Täglich eine Darmspiegelung

Der Gesundheitswahn ist hierzulande mittlerweile so fest etabliert wie der Röhrende Hirsch, die Nussbaumschrankwand und der Zimmerspringbrunnen. Unterstützt von allerlei geschwätzig herumflatternden Gesundheitsratgebern wird das Bild in den Köpfen verankert, jeder, der sich ab dem 15. Lebensjahr nicht täglich einer Darmspiegelung (Eingeweihte nennen sie übrigens „Große Hafenrundfahrt“) unterziehe, sei offenbar nicht ernsthaft daran interessiert, gesund 100 Jahre alt zu werden.

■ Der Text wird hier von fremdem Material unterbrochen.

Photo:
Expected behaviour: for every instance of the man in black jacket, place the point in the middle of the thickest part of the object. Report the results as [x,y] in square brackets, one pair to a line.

Die Menschen benutzen mundgeblasene, voll biologisch abbaubare  Zahnbürsten aus fairem Handel, essen fünf mal pro Stunde Obst und Gemüse wie eine Fruchtfliege, lassen sich wöchentlich die Prostata feucht auswischen und haben ein Endoskop als Schlüsselanhänger. Dazwischen bieten Sport, Weizenkleie und linksdrehende Joghurt-Kulturen die einzige Abwechslung. So was kann meiner Ansicht nach nur jemandem einfallen, der täglich eine Überdosis Globuli schluckt. Kehret um! Auch Speck, Pizza, Büchsenbier und Fernsehsessel sind Schöpfungen Gottes, auf dass wir ein Wohlgefallen haben. Nichts gegen ein bisschen Rohkost, dass sieht farblich nett aus, wenn es neben einem goldbraunen Schnitzel liegt. Unser Apell: Der Mensch soll nicht gesünder Leben, als ihm gut tut.